Mann steps down as pound hits Woodlands profits

Colin Mann Ralland BrowneScottish Woodlands boss Colin Mann is standing down amid major board level changes, as the forest management company blames the strong pound for a dip in profits.

The group, which is 80% employee-owned, unveiled pre-tax profits of £1.32 million for the 12 months to the end of September– down from £1.56m the year before – and also announced changes at senior level in the business which are described as a succession plan. Turnover dipped to £69.5m, from £73.8m.

Mann is leaving the post of managing director he has held since a management buy-out of the company in 2005, and will become deputy chairman. He will be succeeded in April by deputy MD Ralland Browne, who has been with Scottish Woodlands for 29 years.
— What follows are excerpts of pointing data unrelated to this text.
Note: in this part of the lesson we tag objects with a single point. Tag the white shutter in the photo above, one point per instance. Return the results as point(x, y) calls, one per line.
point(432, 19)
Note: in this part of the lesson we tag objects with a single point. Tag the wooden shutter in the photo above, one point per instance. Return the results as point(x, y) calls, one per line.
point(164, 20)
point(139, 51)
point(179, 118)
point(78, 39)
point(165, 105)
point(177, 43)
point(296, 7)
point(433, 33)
Commenting on the results, Mr Mann said: “We are very pleased with our 2014/15 results because, although turnover and profit are very slightly down on last year, this was largely because of the strength of sterling and not because of less activity in our markets.”

The latest figures are up on the 2012/13 financial year, when the forestry firm reported a £63.9m turnover and £1.23m in pre-tax profits.

Other senior changes at Scottish Woodlands include Geoff Craythorne, who finishes his term as finance director and company secretary. He is handing over the roles to Richard Walker, previously Chief Accountant. And chairman Tom A Bruce Jones retires from office after a decade and hands over to his son, Tom R Bruce Jones.

Mann added: “Although our board level changes sound significant, they are part of a well-organised and carefully thought-out succession plan. They will assist the business in expanding into the next chapter of our development in what is now one of the country’s most vibrant industries – a sector worth £1 billion according to Forestry Commission research.”

The Edinburgh-headquartered company employs 141 people and has 85 “staff shareholders”. It is one of the larger employee-controlled companies in Scotland, although operations also cover the main forest growing areas of northern England and Wales.